Guarda, la torre: siamo quasi arrivati.
Rozzano è Milano, ma non è Milano.»

Il Bronx del Nord, scrive Bazzi. Una serie di palazzoni di case popolari abitati da famiglie rumorose, perlopiù meridionali. Sono operai, se va bene, altrimenti prostitute e spacciatori. Un «Sud raffreddato, senza mare, senza famiglia, senza più tradizioni, sradicato e reimpiantato in fretta». Si tratta del suo vicinato che si dirama verso il cielo, piano dopo piano, appartamento dopo appartamento. Storie di uomini che odiano le donne. Di donne che odiano altre donne. Una storia di periferie che si ripete di città in città, si dirama tra luoghi comuni e veridicità che riscrivono continuamente il concetto di gentrificazione.

Uomini che odiano le donne

Sua madre lo partorisce a diciotto anni. Di famiglia partenopea, ridotta a minimo essenziale da un uomo padrone, diventa improvvisamente madre. Tina e Roberto – due ragazzi, due giovani, nati e cresciuti a Rozzano – sono improvvisamente genitori. Viene loro assegnato il compito prescritto: genitrice e capofamiglia. Dura poco il loro amore – se davvero si è mai trattato di amore.

Finché il bambino era piccolo, Tina non poteva lavorare. Quando Roberto se ne va inizia a fare doppi turni, sabato e domenica compreso. E Jonathan si trasferisce dai nonni. Si insedia in un’altra scala gerarchica – tutti gli uomini della sua famiglia, tutti gli uomini del suo quartiere, sono uomini in potenza. Rimarcano un’appartenenza ancestrale ad un popolo che lottava per onore, batteva per virtù, proclamava per auspicio. Sono uomini che odiano le donne, uomini che odiano altri uomini, in una perpetua contesa per proclamare il più forte. Una volontà intrinseca di marcare un territorio di nessuno.

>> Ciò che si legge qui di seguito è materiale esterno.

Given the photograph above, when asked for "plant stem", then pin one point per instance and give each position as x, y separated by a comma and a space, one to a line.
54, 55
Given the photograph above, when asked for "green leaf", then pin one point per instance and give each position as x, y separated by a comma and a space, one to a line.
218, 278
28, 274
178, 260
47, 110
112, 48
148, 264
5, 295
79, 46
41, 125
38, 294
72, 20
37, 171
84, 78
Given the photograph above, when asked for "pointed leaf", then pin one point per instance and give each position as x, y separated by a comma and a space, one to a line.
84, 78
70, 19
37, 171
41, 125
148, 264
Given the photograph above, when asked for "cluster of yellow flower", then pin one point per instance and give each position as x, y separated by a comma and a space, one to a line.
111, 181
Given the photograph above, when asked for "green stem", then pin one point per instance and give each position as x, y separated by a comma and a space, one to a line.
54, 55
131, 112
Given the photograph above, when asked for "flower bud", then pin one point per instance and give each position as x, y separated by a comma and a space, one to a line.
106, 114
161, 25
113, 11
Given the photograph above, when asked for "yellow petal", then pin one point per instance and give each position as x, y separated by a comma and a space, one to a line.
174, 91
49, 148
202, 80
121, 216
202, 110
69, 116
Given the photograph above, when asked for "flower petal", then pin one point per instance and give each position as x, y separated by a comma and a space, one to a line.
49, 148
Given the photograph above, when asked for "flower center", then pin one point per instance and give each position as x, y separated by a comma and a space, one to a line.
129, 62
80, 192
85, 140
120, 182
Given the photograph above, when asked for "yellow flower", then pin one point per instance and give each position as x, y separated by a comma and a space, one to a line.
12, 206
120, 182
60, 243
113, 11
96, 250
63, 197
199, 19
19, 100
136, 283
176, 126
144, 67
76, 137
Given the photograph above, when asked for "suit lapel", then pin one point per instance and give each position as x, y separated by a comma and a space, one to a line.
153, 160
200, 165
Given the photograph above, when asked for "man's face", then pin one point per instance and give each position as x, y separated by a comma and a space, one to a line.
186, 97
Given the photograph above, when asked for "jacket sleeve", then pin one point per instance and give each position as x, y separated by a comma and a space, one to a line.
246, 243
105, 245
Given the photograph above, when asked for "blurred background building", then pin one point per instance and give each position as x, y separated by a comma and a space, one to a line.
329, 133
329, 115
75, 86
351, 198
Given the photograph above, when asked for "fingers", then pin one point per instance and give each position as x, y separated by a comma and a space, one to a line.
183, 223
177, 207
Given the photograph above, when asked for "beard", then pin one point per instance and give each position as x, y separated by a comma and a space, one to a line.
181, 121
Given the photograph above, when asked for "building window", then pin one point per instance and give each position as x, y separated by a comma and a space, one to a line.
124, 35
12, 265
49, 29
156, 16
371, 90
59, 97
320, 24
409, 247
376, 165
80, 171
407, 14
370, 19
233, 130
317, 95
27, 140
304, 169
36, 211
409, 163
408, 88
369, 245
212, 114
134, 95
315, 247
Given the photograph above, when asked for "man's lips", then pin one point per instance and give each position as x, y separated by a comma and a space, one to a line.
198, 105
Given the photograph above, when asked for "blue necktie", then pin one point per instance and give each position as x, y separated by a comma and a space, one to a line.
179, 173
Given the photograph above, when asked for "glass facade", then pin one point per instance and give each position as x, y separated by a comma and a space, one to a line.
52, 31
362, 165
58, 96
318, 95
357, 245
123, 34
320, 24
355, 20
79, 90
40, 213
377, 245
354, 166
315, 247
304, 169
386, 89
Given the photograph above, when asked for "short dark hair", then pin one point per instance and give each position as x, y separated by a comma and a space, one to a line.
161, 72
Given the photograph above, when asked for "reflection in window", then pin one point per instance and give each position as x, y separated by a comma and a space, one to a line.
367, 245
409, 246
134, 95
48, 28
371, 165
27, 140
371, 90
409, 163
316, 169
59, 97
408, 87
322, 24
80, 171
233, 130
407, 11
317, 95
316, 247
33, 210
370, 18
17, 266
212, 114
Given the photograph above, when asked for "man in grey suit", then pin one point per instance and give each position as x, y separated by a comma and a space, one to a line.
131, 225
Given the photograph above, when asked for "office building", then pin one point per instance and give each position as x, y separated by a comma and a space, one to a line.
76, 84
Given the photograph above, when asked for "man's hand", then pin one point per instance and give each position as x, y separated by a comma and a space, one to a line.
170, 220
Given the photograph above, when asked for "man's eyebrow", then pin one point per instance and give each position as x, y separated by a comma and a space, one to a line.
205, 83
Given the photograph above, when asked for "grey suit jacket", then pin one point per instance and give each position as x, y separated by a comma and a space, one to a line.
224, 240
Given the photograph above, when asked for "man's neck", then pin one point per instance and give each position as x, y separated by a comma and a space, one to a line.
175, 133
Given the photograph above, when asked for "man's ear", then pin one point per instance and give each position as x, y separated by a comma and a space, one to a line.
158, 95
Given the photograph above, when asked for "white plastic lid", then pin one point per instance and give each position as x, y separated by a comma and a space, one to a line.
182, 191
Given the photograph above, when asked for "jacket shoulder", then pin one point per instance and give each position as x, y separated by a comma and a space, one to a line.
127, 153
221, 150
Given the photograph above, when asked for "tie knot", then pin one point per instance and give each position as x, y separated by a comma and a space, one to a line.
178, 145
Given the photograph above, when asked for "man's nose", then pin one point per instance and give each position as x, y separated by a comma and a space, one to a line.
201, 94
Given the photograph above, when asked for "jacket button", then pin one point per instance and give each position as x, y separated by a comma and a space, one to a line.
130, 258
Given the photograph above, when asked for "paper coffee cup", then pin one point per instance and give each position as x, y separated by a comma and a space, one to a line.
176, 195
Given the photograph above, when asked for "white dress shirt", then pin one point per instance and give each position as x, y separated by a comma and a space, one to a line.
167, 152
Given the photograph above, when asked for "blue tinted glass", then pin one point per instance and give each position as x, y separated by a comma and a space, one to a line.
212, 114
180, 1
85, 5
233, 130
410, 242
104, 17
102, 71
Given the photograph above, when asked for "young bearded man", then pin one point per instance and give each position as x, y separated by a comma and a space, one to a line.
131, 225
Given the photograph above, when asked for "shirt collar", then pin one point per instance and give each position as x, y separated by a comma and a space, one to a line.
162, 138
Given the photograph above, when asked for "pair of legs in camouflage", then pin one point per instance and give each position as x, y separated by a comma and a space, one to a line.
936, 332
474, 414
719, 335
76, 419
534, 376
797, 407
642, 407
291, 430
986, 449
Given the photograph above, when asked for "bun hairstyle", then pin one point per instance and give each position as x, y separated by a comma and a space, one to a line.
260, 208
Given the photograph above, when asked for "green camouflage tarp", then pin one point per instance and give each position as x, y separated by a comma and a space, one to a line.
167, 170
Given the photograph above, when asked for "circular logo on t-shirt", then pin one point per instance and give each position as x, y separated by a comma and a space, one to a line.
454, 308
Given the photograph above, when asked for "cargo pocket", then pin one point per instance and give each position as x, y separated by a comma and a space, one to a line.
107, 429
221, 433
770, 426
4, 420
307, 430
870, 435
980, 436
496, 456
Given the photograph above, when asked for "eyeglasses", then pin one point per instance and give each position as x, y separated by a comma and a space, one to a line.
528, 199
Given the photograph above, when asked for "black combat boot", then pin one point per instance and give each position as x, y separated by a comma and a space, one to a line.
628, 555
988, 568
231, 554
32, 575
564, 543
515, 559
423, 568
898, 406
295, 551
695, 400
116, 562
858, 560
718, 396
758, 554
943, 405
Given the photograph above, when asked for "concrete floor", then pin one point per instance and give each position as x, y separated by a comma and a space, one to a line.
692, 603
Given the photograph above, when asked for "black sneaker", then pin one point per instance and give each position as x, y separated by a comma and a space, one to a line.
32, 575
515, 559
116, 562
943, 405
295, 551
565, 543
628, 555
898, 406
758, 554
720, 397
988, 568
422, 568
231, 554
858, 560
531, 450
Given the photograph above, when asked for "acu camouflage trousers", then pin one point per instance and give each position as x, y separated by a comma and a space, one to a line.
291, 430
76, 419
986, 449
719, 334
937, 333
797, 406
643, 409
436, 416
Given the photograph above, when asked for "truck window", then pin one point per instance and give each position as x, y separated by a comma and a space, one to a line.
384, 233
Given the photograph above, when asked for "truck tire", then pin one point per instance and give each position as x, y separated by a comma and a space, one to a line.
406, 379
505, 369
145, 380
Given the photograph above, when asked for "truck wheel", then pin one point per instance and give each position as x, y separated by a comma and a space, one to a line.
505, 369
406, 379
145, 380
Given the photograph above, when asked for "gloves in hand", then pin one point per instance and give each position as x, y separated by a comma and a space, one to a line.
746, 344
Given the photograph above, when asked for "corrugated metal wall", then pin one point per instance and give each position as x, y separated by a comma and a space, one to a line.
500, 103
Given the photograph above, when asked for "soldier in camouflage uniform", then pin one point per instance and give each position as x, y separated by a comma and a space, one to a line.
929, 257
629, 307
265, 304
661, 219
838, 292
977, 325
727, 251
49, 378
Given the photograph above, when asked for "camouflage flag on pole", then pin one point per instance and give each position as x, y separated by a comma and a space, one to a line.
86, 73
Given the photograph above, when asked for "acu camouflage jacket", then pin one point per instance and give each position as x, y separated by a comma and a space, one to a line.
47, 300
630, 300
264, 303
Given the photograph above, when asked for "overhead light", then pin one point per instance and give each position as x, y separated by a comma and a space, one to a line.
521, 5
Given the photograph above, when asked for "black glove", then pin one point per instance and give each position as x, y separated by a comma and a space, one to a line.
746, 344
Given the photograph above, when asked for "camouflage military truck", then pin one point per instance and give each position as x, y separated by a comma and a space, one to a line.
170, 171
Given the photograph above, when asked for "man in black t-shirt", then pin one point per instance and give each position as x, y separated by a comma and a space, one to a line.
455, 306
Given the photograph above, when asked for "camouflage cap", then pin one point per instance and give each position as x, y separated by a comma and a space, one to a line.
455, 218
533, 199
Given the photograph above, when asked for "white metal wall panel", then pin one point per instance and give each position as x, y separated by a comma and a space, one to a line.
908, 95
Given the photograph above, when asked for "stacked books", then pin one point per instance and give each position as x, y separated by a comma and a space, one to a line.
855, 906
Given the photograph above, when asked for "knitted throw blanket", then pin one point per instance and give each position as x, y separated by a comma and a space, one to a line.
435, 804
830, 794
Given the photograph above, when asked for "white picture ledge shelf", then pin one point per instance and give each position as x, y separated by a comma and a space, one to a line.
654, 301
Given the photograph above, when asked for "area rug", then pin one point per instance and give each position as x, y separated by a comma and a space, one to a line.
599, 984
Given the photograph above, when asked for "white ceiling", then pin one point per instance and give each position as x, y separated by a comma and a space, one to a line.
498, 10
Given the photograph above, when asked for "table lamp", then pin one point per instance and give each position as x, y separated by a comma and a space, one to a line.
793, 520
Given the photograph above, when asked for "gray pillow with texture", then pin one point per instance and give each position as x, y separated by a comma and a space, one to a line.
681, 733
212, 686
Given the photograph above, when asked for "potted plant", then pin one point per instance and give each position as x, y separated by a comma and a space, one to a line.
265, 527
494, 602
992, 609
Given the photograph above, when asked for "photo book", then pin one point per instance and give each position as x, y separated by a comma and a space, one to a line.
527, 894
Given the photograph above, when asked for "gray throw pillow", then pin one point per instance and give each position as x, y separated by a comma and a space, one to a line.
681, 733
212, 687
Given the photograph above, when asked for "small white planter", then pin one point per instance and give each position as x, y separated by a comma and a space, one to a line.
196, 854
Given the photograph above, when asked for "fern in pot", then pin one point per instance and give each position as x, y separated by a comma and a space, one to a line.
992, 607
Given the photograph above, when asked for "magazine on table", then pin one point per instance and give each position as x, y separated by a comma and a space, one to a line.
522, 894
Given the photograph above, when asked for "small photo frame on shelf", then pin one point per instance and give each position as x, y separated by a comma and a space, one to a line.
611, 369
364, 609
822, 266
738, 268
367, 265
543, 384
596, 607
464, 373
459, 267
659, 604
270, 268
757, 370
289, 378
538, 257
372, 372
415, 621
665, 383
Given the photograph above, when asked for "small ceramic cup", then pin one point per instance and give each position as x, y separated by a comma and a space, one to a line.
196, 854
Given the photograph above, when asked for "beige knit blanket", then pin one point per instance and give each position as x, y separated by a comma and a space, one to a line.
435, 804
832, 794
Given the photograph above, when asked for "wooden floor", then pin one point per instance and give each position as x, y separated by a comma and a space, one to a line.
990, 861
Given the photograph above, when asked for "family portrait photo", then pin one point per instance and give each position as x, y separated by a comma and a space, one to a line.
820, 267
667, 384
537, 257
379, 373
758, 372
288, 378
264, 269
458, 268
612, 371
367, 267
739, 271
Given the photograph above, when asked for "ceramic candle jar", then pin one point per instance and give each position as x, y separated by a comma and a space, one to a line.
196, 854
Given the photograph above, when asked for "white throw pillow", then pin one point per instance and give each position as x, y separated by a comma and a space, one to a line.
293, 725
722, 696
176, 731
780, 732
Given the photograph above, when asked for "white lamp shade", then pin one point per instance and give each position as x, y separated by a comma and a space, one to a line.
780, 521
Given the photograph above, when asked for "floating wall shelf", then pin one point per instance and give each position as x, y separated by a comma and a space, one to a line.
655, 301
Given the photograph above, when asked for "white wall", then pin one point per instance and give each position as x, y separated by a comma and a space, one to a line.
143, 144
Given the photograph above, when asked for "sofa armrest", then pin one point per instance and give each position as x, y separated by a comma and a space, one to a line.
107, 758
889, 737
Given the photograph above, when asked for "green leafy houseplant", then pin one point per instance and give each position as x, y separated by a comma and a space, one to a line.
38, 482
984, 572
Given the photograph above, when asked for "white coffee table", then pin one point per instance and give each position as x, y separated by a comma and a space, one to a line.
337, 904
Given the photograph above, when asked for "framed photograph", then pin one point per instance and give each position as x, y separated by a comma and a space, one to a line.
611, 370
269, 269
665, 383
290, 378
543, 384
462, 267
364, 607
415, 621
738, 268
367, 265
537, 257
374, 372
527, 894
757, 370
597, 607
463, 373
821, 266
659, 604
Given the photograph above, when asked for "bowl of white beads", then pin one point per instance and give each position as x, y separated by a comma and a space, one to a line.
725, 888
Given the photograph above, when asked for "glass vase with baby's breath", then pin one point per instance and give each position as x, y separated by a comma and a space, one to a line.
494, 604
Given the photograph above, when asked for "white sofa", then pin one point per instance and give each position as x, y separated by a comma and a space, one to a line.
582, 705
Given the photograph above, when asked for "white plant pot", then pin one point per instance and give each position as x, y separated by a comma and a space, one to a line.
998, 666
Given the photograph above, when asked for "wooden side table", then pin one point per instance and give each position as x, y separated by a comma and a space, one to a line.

Di possedere e governare.

Jonathan cresce tra imposizioni di ruoli esemplificatori di società marginalizzate e abbandonate a loro stesse. Come lo è la Rozzano vissuta in prima persona dal protagonista.

«Febbre»

Il perno attorno cui ruota la trama è una leggera febbricciola a cui Jonathan non riesce a sfuggire. Si sente perennemente spossato, affaticato, non è più in grado di studiare, di tenere le lezioni di yoga. Prendere i mezzi per abbandonare il suo appartamento e gettarsi nella caotica Milano è per lui un’impresa odissiaca.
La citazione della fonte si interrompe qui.